Specifies the path to a PEM-encoded client certificate on the local disk. This file is used for TLS communication with the Vault server.

influxd --vault-client-cert=/path/to/client_cert.pem

You can also set this using the VAULT_CLIENT_CERT environment variable, however influxd flags take precedence over environment variables.

---

--vault-client-key

Specifies the path to an unencrypted, PEM-encoded private key on disk which corresponds to the matching client certificate.

influxd --vault-client-key=/path/to/private_key.pem

You can also set this using the VAULT_CLIENT_KEY environment variable, however influxd flags take precedence over environment variables.

---

--vault-max-retries

Specifies the maximum number of retries when encountering a 5xx error code. The default is 2 (for three attempts in total). Set this to 0 or less to disable retrying.

Default: 2

influxd --vault-max-retries=2

You can also set this using the VAULT_MAX_RETRIES environment variable, however influxd flags take precedence over environment variables.

---

--vault-client-timeout

Specifies the Vault client timeout.

Default: 60s

influxd --vault-client-timeout=60s

You can also set this using the VAULT_CLIENT_TIMEOUT environment variable, however influxd flags take precedence over environment variables.

---

--vault-skip-verify

Skip certificate verification when communicating with Vault. Setting this variable voids Vault's security model and is not recommended.

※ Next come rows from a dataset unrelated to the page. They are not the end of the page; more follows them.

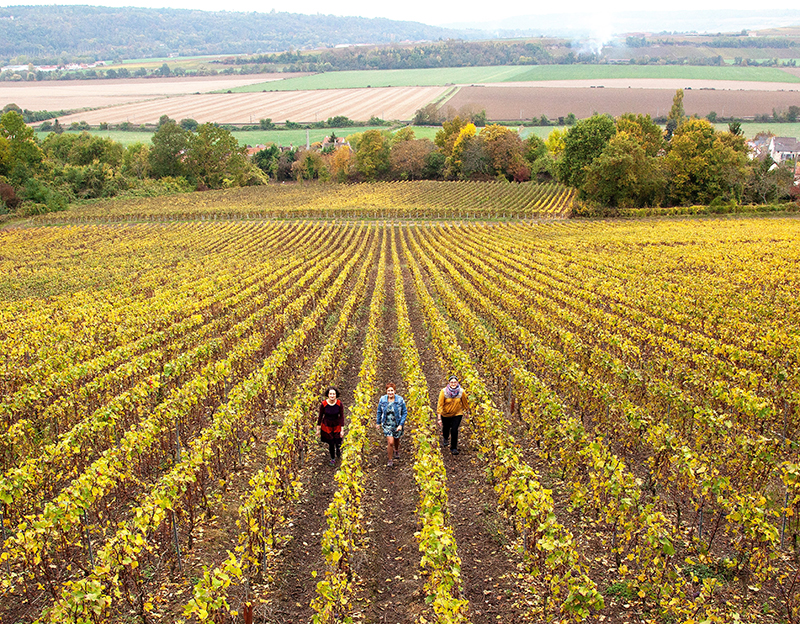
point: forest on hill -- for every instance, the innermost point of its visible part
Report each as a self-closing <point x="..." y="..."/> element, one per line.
<point x="51" y="34"/>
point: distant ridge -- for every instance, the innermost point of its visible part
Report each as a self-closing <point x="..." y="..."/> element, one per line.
<point x="49" y="33"/>
<point x="588" y="24"/>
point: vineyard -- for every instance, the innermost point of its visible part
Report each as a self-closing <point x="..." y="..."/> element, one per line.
<point x="631" y="452"/>
<point x="410" y="200"/>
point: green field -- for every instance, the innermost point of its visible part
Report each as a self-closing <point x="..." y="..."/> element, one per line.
<point x="250" y="137"/>
<point x="523" y="73"/>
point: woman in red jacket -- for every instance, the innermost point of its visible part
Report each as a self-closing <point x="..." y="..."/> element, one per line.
<point x="331" y="422"/>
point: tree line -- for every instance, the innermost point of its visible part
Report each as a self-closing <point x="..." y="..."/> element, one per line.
<point x="617" y="163"/>
<point x="42" y="176"/>
<point x="631" y="162"/>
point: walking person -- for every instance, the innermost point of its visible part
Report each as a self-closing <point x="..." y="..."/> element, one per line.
<point x="450" y="410"/>
<point x="331" y="422"/>
<point x="391" y="418"/>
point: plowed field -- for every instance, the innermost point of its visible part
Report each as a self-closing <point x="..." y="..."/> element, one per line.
<point x="301" y="106"/>
<point x="526" y="102"/>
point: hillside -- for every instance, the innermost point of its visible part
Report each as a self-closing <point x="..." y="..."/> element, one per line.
<point x="50" y="33"/>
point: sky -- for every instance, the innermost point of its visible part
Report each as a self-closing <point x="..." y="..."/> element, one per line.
<point x="434" y="13"/>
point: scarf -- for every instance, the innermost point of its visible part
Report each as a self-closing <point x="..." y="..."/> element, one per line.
<point x="452" y="393"/>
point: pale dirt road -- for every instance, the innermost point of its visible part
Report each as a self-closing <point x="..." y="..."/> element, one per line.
<point x="657" y="83"/>
<point x="245" y="108"/>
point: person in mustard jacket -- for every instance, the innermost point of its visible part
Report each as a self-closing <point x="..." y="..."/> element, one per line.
<point x="450" y="410"/>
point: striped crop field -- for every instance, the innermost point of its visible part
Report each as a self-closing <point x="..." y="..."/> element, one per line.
<point x="630" y="453"/>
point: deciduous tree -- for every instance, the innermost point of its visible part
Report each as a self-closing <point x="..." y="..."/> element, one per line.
<point x="408" y="158"/>
<point x="372" y="155"/>
<point x="169" y="150"/>
<point x="625" y="175"/>
<point x="584" y="142"/>
<point x="704" y="164"/>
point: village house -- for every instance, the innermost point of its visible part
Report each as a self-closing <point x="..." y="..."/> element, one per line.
<point x="782" y="149"/>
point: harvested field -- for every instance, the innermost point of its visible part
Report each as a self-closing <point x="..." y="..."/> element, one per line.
<point x="80" y="94"/>
<point x="300" y="106"/>
<point x="517" y="102"/>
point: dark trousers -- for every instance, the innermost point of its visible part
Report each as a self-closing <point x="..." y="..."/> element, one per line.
<point x="335" y="448"/>
<point x="450" y="429"/>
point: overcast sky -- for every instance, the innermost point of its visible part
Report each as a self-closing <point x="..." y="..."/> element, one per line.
<point x="436" y="13"/>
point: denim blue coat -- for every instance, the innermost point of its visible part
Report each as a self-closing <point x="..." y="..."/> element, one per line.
<point x="400" y="415"/>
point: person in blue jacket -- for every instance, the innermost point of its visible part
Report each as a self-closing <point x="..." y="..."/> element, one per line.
<point x="391" y="418"/>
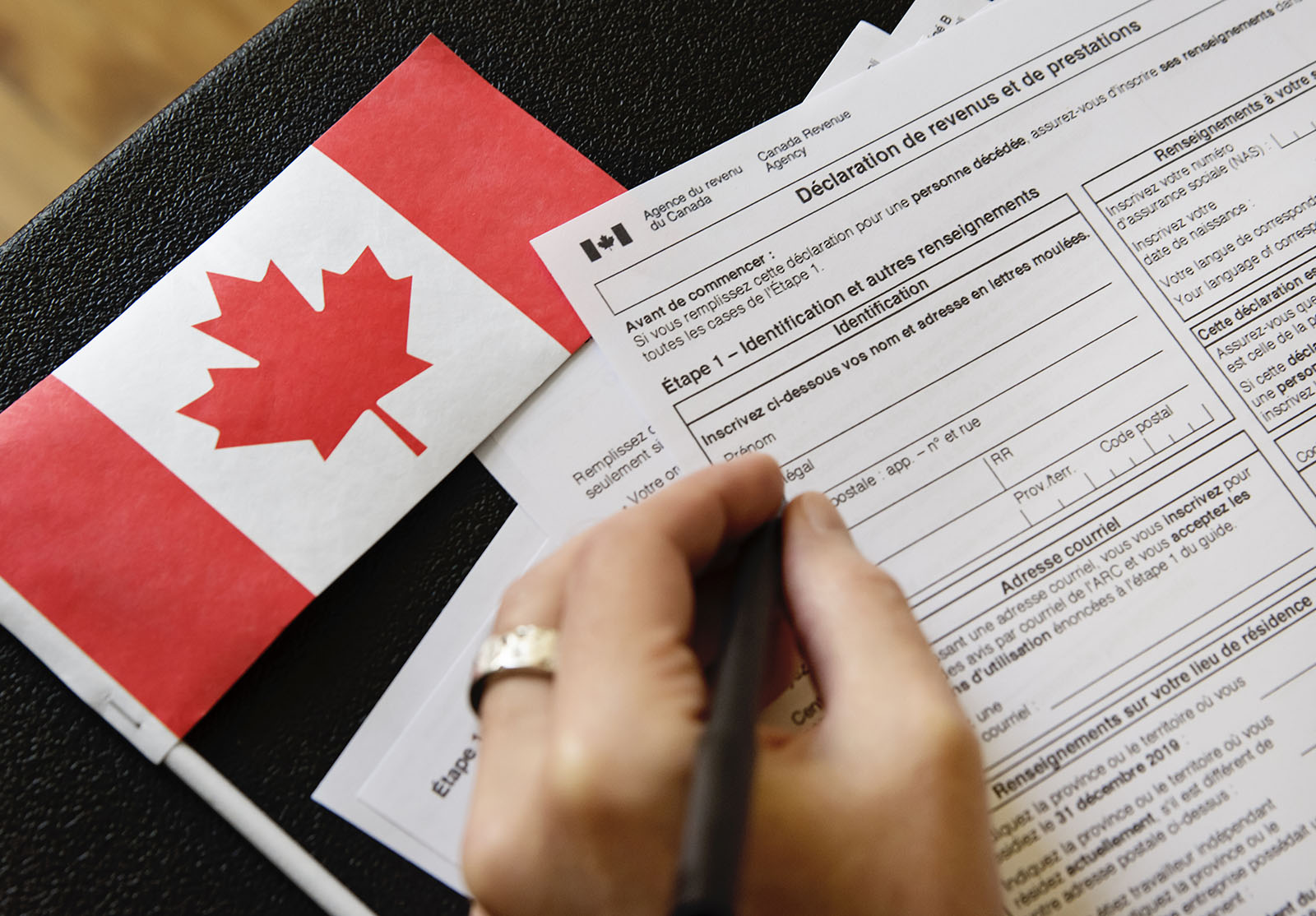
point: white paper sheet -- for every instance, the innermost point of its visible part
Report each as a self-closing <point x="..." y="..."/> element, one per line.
<point x="579" y="447"/>
<point x="412" y="711"/>
<point x="928" y="19"/>
<point x="864" y="49"/>
<point x="1032" y="307"/>
<point x="405" y="775"/>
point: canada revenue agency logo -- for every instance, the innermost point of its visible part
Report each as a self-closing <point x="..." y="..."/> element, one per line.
<point x="592" y="245"/>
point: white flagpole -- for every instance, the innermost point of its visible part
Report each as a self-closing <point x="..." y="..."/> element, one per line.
<point x="263" y="833"/>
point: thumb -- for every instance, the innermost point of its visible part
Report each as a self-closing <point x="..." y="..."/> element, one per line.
<point x="855" y="627"/>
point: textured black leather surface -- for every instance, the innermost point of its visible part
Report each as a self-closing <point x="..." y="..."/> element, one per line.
<point x="86" y="823"/>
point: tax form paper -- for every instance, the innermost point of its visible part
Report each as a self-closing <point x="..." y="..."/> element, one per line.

influxd --vault-skip-verify

You can also set this using the VAULT_SKIP_VERIFY environment variable, however influxd flags take precedence over environment variables.

---

--vault-tls-server-name

Specifies the name to use as the Server Name Indication (SNI) host when connecting via TLS.

influxd --vault-tls-server-name=secure.example.com

You can also set this using the VAULT_TLS_SERVER_NAME environment variable, however influxd flags take precedence over environment variables.

---

--vault-token

Specifies the Vault authentication token use when authenticating with Vault.

influxd --vault-token=exAmple-t0ken-958a-f490-c7fd0eda5e9e

You can also set this using the VAULT_TOKEN environment variable, however influxd flags take precedence over environment variables.